Kompetenzzentrum China:Forschung zum Zivilrecht einer führenden Wirtschaftsmacht

Kompetenzzentrum China:
Forschung zum Zivilrecht einer führenden Wirtschaftsmacht

19. Februar 2019

China ist im Begriff zur Weltmacht aufzusteigen. Vor diesem Hintergrund ist profundes Wissen über das chinesische Recht unverzichtbar. Seiner systematischen Erforschung und Vermittlung über sprachliche und kulturelle Grenzen hinweg widmet sich das Kompetenzzentrum für das Recht der Volksrepublik China am Max-Planck-Institut für ausländisches und internationales Privatrecht. Prof. Dr. Knut Benjamin Pißler leitet diese in Deutschland einmalige Forschungseinrichtung.
Der Jurist und Sinologe beschäftigt sich schwerpunktmäßig mit dem Zivil-, Wirtschafts- und Finanzmarktrecht. Gemeinsam mit seinem wissenschaftlichen Mitarbeiter Nils Klages, ein ebenfalls der chinesischen Sprache kundiger Jurist, verfolgt er die chinesische Rechtsentwicklung.

Rechtsunsicherheit gehört zu den größten Herausforderungen für ausländische Wirtschaftsakteure in China und stellt die Forschung zum chinesischen Recht immer wieder vor anspruchsvolle Aufgaben.

Welchen Beitrag leistet hier die Grundlagenforschung?
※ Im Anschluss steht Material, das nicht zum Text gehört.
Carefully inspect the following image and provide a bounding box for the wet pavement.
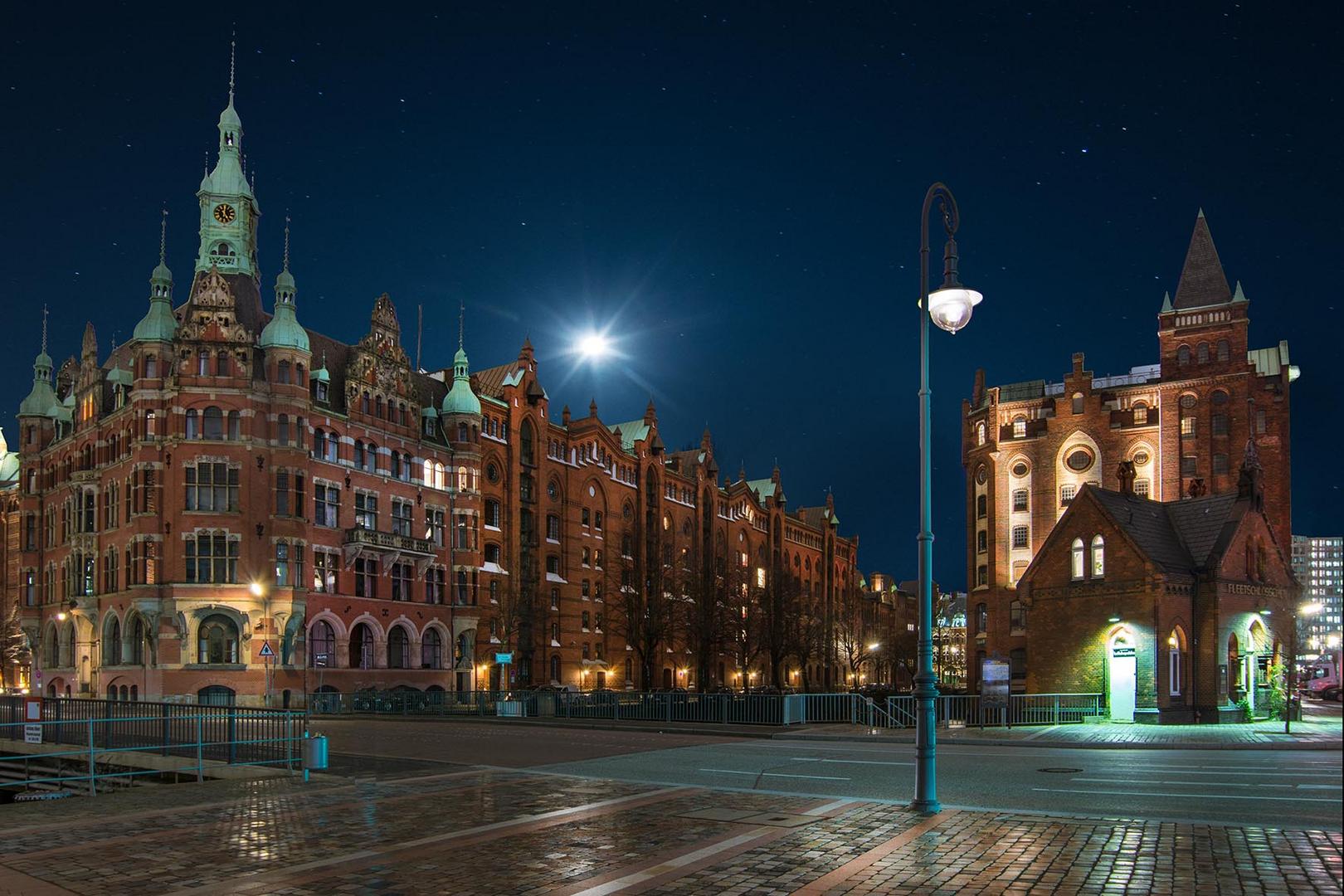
[0,760,1344,896]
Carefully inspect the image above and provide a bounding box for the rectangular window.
[183,464,238,514]
[392,499,414,538]
[313,482,340,529]
[355,558,377,598]
[425,508,444,548]
[313,551,340,594]
[275,470,289,516]
[355,492,377,532]
[185,532,238,584]
[391,562,416,601]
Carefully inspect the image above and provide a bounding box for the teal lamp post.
[910,183,984,813]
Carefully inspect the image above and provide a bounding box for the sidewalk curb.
[772,733,1344,752]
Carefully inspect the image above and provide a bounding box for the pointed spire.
[1173,208,1233,310]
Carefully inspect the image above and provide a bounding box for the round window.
[1064,449,1091,473]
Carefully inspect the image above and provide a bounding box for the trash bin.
[304,735,327,771]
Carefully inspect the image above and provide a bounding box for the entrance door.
[1110,633,1137,722]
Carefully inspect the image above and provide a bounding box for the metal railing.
[0,696,304,791]
[887,694,1106,728]
[308,690,1105,728]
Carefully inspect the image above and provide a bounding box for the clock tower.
[197,41,261,277]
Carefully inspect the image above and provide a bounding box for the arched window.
[349,622,373,669]
[1166,626,1186,697]
[387,626,411,669]
[200,404,225,439]
[308,619,336,669]
[126,616,145,666]
[421,629,444,669]
[197,614,238,664]
[102,616,121,666]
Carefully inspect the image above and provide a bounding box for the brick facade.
[962,212,1297,690]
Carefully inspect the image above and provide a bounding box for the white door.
[1110,635,1137,722]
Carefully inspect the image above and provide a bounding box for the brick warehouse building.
[962,212,1298,690]
[4,77,858,705]
[1015,451,1300,723]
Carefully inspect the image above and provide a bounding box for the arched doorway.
[1106,629,1138,722]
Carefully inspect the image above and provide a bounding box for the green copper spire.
[261,217,310,352]
[444,305,481,416]
[130,208,178,343]
[19,305,58,416]
[197,43,261,277]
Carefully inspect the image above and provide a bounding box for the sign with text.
[980,660,1008,709]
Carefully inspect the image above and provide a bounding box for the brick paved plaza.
[0,760,1344,896]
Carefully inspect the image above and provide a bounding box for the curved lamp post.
[910,183,984,813]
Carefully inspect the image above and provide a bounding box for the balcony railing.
[345,528,436,556]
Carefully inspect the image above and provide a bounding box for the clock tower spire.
[197,41,261,278]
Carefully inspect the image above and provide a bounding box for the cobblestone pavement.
[0,767,1344,896]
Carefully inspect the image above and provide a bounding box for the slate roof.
[1173,210,1233,310]
[1074,485,1236,573]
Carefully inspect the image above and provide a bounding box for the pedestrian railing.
[0,696,304,794]
[308,689,1103,728]
[887,694,1105,728]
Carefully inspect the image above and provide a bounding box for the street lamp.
[1284,603,1324,735]
[910,183,984,813]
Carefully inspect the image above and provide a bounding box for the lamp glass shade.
[928,286,984,334]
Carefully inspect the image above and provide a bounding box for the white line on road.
[696,768,850,781]
[1032,787,1339,803]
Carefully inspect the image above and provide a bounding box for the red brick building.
[1012,443,1300,723]
[962,212,1298,690]
[4,79,858,705]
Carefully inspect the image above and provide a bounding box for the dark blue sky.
[0,2,1344,587]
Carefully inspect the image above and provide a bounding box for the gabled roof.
[1173,210,1233,310]
[606,419,649,451]
[1074,484,1236,575]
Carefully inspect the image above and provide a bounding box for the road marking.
[793,757,914,766]
[696,768,850,781]
[1032,787,1339,803]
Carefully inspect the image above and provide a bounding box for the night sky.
[0,2,1344,588]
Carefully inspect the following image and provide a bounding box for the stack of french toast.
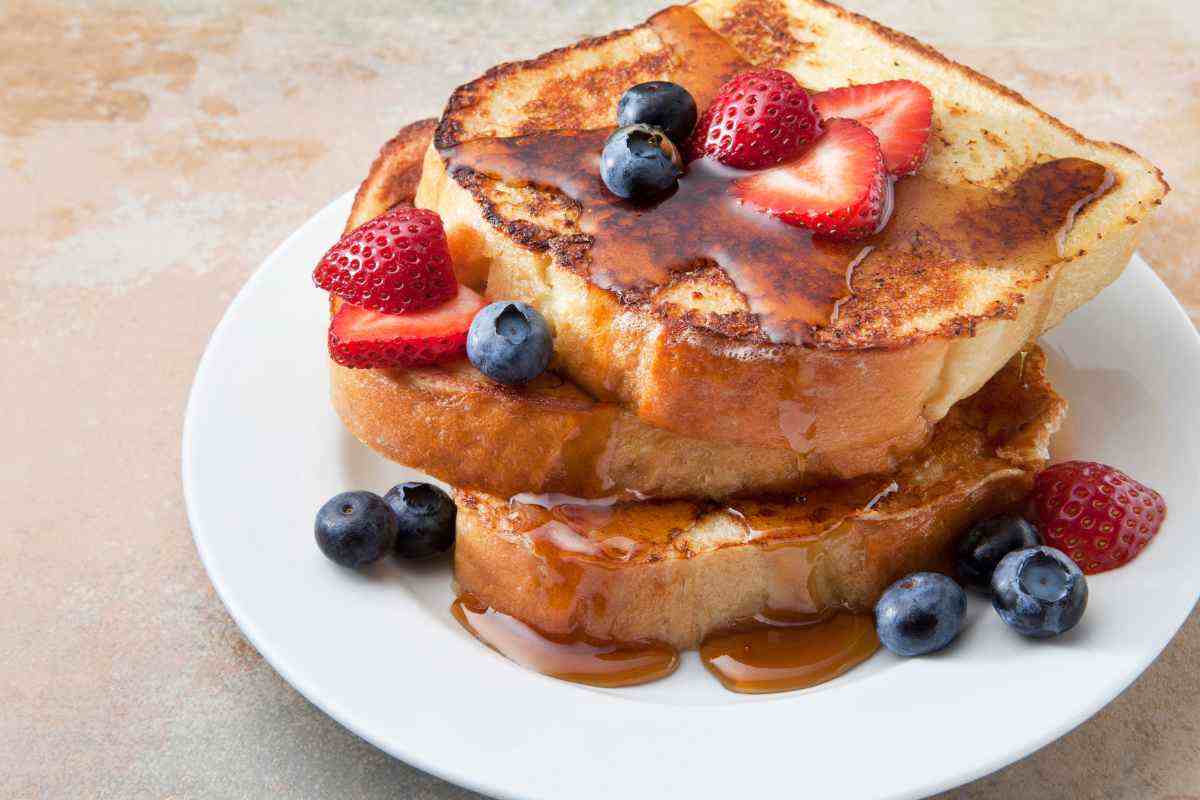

Knut Benjamin Pißler: „Eines unserer wichtigsten Anliegen ist die sprachliche Erschließung chinesischer Rechtsquellen. Eine große Lücke konnten wir beispielsweise durch unsere Arbeit an dem 2018 von mir herausgegebenen ‚Handbuch des chinesischen Zivilprozessrechts‘ schließen. In diesem Werk ist aus den Beiträgen von Kennern des chinesischen Rechts aus Wissenschaft und Praxis eine systematische Darstellung des Zivilprozessrechts der Volksrepublik entstanden. Es enthält auch das Zivilprozessgesetz der VR China samt Erläuterungen des Obersten Volksgerichts im chinesischen Original und in deutscher Übersetzung.“

Das Kompetenzzentrum pflegt enge Beziehungen mit chinesischen Rechtswissenschaftlerinnen und Rechtswissenschaftlern. Zu den akademischen Gästen aus China, die für Forschungsaufenthalte am Max-Planck-Institut für Privatrecht gewonnen werden können, zählen außerdem Richterinnen und Richter aller Instanzen der chinesischen Gerichte.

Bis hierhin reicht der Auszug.